Last Updated: 17 September 2003

[2003] HCATrans 351


IN THE HIGH COURT OF AUSTRALIA

Office of the Registry
Brisbane No B66 of 2002

B e t w e e n -

MURRAY JAMES PERUSSICH

Applicant

and

THE QUEEN

Respondent

Application for special leave to appeal


McHUGH J
HAYNE J


TRANSCRIPT OF PROCEEDINGS

FROM BRISBANE BY VIDEO LINK TO CANBERRA

ON FRIDAY, 12 SEPTEMBER 2003, AT 11.56 AM


Copyright in the High Court of Australia

MR M.J. CROUCHER: May it please the Court, I appear on behalf of the applicant. (instructed by Lewenberg & Lewenberg)

MRS L.J. CLARE: May it please the Court, I appear with my learned friend, MR M.J. COPLEY, for the respondent. (instructed by Director of Public Prosecutions (Queensland))

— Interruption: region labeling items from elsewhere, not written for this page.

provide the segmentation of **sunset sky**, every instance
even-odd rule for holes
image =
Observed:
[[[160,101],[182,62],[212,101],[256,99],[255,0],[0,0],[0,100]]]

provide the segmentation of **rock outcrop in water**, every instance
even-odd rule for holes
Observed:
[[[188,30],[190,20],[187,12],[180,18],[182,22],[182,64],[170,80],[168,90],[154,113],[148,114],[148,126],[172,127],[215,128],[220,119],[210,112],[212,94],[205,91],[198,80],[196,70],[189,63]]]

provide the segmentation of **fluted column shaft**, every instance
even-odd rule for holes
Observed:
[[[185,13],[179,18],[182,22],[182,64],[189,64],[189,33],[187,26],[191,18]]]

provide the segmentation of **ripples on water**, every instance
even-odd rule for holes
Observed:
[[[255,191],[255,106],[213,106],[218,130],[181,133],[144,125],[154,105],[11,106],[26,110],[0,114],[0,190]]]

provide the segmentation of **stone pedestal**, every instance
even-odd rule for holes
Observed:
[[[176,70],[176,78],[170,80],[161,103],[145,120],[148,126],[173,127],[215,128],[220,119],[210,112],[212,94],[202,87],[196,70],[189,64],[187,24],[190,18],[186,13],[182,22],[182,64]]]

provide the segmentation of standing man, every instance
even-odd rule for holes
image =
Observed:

McHUGH J: Yes, Mr Croucher.

MR CROUCHER: Your Honours, the grounds of appeal in this matter in the most part come back to the point in ground 1, namely, the failure to leave the alternative verdict of GBH simpliciter, if I can use that shorthand. The other grounds concerning unwilled acts and accident, whilst grounds in their own right – and intention, as well – they really help explain why, in this case, the Court of Appeal went wrong and the trial judge below went wrong, as well, in failing to leave accident.

I want to make 13 points, if I can, quickly, as to why special leave ought to be granted in this case. Firstly, of course, the defence of GBH simpliciter was necessarily included in the offence of GBH intent; the difference between them being simply the intention, the specific intent, over and above the basic intent to commit the act.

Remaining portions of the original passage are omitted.